Search code examples
pythondebuggingpysparkipdb

Debugging pyspark in ipdb-fashion


When developing python code, I make use of the package ipdb.

This halts the execution of the python code there, where I have inserted ipdb.set_trace(), and presents me with a python interpreter command line.

However, in the python code that I develop for pyspark, and which I send off using spark-submit, the ipdb package does not work.

So my question is: is there a way, in which I can debug my pyspark code in a manner similar to using the ipdb package?

Note: Obviously, for python code executed on remote nodes, this would not be possible. But when using spark-submit with option --master local[1] I have hopes that it might be possible.

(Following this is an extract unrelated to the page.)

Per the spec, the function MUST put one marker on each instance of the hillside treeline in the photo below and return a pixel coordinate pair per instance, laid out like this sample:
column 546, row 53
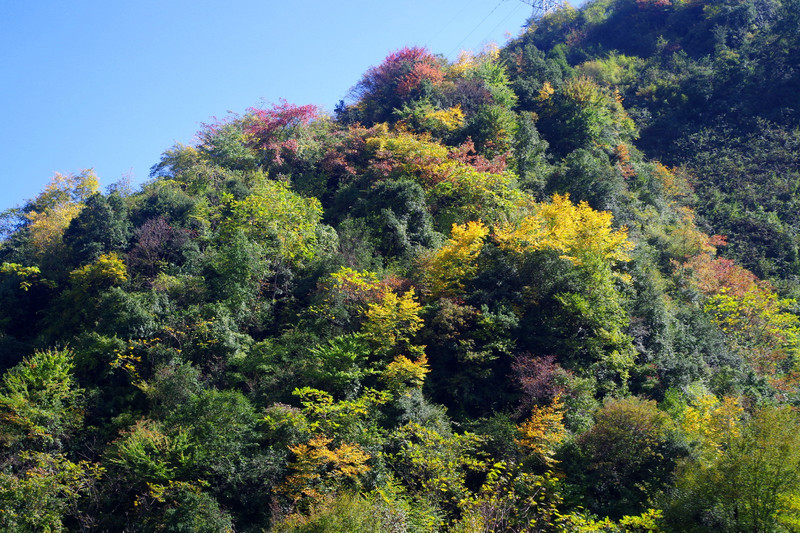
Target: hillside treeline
column 547, row 287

PS. There is a related question, but with a narrower scope, here: How to PySpark Codes in Debug Jupyter Notebook


Solution

  • PYSPARK_DRIVER_PYTHON=ipython pyspark
    
          ____              __
         / __/__  ___ _____/ /__
        _\ \/ _ \/ _ `/ __/  '_/
       /__ / .__/\_,_/_/ /_/\_\   version 2.4.3
          /_/
    
    Using Python version 3.7.1 (default, Jun 16 2019 23:56:28)
    SparkSession available as 'spark'.
    
    In [1]: sc.stop()
    
    In [2]: run -d main.py
    Breakpoint 1 at /Users/andrii/work/demo/main.py:1
    NOTE: Enter 'c' at the ipdb>  prompt to continue execution.
    > /Users/andrii/work/demo/main.py(1)<module>()
    1---> 1 print(123)
          2 import ipdb;ipdb.set_trace()
          3 a = 2
          4 b = 3
    

    or

    In [3]: run main.py
    123
    > /Users/andrii/work/demo/main.py(3)<module>()
          2 import ipdb;ipdb.set_trace()
    ----> 3 a = 2
          4 b = 3